Gill, A.O. and Gill, C.O. 2010. Non-O157 Verotoxigenic Escherichia coli and Beef: A Canadian Perspective. Canadian Journal of Veterinary Research. 74:161-169.
Gill, A.O. and Gill, C.O. 2009. Packaging and the Shelf Life of Fresh Red and Poultry Meats. Chapter 14, In Food Packaging and Shelf Life: A Practical Guide. Edited by G.L. Robertson. Taylor & Francis Group, LLC, Boca Raton, FL. pp. 259-277.
Gill, A.O. and Ramaswamy, H.S. 2008. The application of high pressure processing to kill Escherichia coli O157 in ready to eat meats. Journal of Food Protection. 71(11):2182-2189.

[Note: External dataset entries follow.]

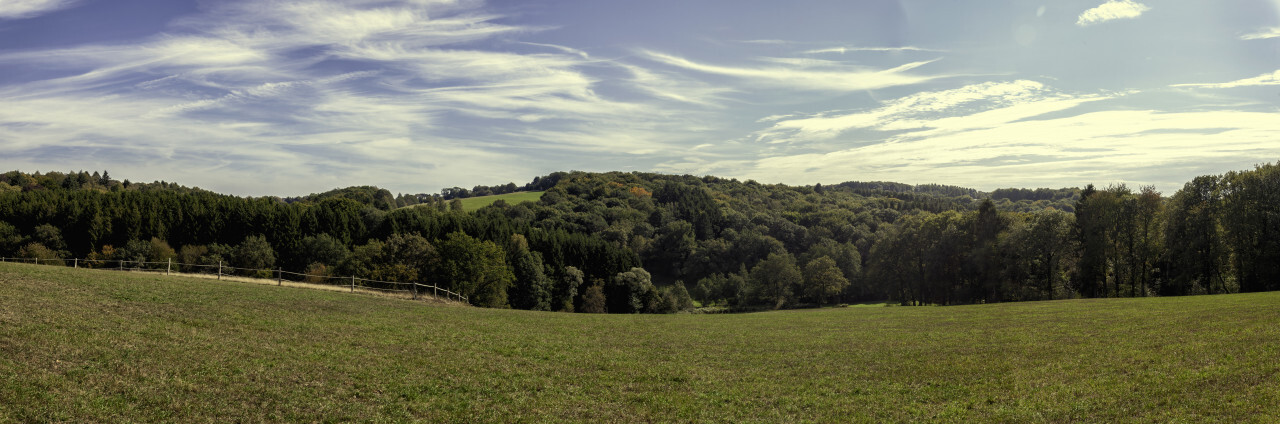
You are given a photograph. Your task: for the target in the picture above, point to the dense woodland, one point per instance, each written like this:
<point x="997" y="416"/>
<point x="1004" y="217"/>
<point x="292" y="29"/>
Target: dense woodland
<point x="643" y="242"/>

Gill, A.O. and Holley, R.A. 2006. Inhibition of membrane bound ATPases of Escherichia coli and Listeria monocytogenes by plant oil aromatics. International Journal of Food Microbiology. 111:170-174.
Gill, A.O. and Holley, R.A. 2006. Disruption of Escherichia coli, Listeria monocytogenes and Lactobacillus sakei cellular membranes by plant oil aromatics. International Journal of Food Microbiology. 108:1-9.
Gill, A.O. and Gill, C.O. 2005. Preservative packaging for fresh meats, poultry and fin fish. Chapter 13, In Innovation in Food Packaging. Edited by J.H. Han. Elsevier Academic Press, Amsterdam. pp. 204-226.